# Whats dis 4?



## jw0445 (Oct 9, 2009)

Guessing a 250 volt 8 amp fuse holder for k&t.


----------



## MDShunk (Jan 7, 2007)

Motion sensor.


----------



## Podagrower (Mar 16, 2008)

First impression was doorbell transformer.

Of course, it is right at floor level, maybe the transformer for the servants bell.


----------



## Cletis (Aug 20, 2010)

More clues


----------



## The_Modifier (Oct 24, 2009)

Hint: Its good for 250 Volt 3A.


----------



## kalexv12 (Apr 23, 2009)

A foot switch


----------



## Cletis (Aug 20, 2010)

The_Modifier said:


> Hint: Its good for 250 Volt 3A.


Nope


----------



## jakeparr (Jul 10, 2011)

Photo eye or pilot light?


----------



## Cletis (Aug 20, 2010)

Nope. Its built into window from early 1900's house original


----------



## Southeast Power (Jan 18, 2009)

Cletis said:


> Nope. Its built into window from early 1900's house original


Heater?


----------



## jakeparr (Jul 10, 2011)

maybe the hole at the top..... cigarette lighter?


----------



## cdnelectrician (Mar 14, 2008)

Does it turn on the light when the window is opened? Shot in the dark...


----------



## Cletis (Aug 20, 2010)

cdnelectrician said:


> Does it turn on the light when the window is opened? Shot in the dark...


Your the closest so far


----------



## cdnelectrician (Mar 14, 2008)

Cletis said:


> Your the closest so far


Is it an old milk or mail delivery door or something


----------



## Big John (May 23, 2010)

Dumbwaiter switch?


----------



## Cletis (Aug 20, 2010)

Nope. Those second set of pics come out of it


----------



## cdnelectrician (Mar 14, 2008)

Pull chain switch missing the chain, and your pic is upside down?


----------



## Cletis (Aug 20, 2010)

*bore*

This is sort of anti-climaxic but it was just a switch (actively used still). Pic was rightside up. That is lower right corner of window.


----------



## cdnelectrician (Mar 14, 2008)

Cletis said:


> This is sort of anti-climaxic but it was just a switch (actively used still). Pic was rightside up. That is lower right corner of window.

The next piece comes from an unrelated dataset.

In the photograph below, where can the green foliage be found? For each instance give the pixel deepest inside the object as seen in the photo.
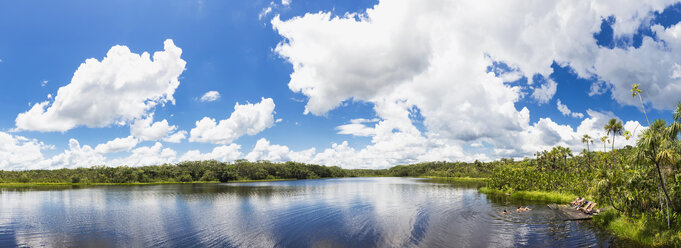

Lol! That wasnt very exciting .


----------



## Cletis (Aug 20, 2010)

*...*



cdnelectrician said:


> Lol! That wasnt very exciting .


Sorry for the letdown


----------



## Big John (May 23, 2010)

How on earth does it work, what does it switch, how do you switch it?

-John


----------



## Cletis (Aug 20, 2010)

*light*

it goes to that porch light. The porch light is fed with knob and tube from bedroom above. Goes through that ugly wiremold to light then backfed to switch and lower part of window case. Their is switch on the underneath side. 

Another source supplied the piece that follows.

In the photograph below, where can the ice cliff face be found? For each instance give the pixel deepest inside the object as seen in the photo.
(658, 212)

Obviosly, that's one thing he want's me to fix and get him a new switch from new circuit. He said it kind of weirds him out and it's in odd location as well.


----------



## 76nemo (Aug 13, 2008)

"*Whats dis 4*"?

:jester:

Ya' wonder why people give you grief?


----------



## fdew (Mar 26, 2009)

I like it.
I want it.

NICE.

Frank


----------



## RGH (Sep 12, 2011)

nice to see the rest of that old work was up to code....:whistling2:


----------



## John (Jan 22, 2007)

Cletis said:


> More clues


 
Nice wiremold job.......keep up the hack work. :thumbup::jester:


----------



## Cletis (Aug 20, 2010)

*3*

I'm pretty sure i'm getting the job. He has multiple things to do and that's just one of them. When I remove all that hopefully I can snag that switch and take it home. 

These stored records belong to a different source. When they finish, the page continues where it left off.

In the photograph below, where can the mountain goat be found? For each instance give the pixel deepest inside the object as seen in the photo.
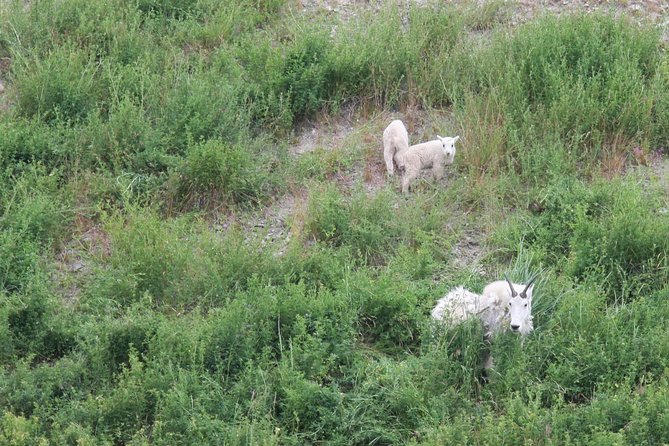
(435, 154)
(395, 139)
(499, 307)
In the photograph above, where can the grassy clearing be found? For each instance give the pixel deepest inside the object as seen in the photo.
(143, 139)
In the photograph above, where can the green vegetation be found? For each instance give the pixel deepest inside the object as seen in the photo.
(145, 297)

Any guess's when that wiremold light project was done??? House was built actually in 1893. My wild guess would be 1920'ish ???


----------



## HARRY304E (Sep 15, 2010)

John said:


> Nice wiremold job.......keep up the hack work. :thumbup::jester:


:laughing::laughing:


----------



## John (Jan 22, 2007)

Cletis said:


> Any guess's when that wiremold light project was done??? House was built actually in 1893. My wild guess would be 1920'ish ???


 
It's not wiremold.........It's copper pipe.:blink:


----------



## Cletis (Aug 20, 2010)

*cu*



John said:


> It's not wiremold.........It's copper pipe.:blink:


good observation if thats correct. I didn't really even pay attention. It sort of looked like wiremold but maybe your right. Hopefully, I'll get the job and i'll find out what it was. Didn't look round though?


----------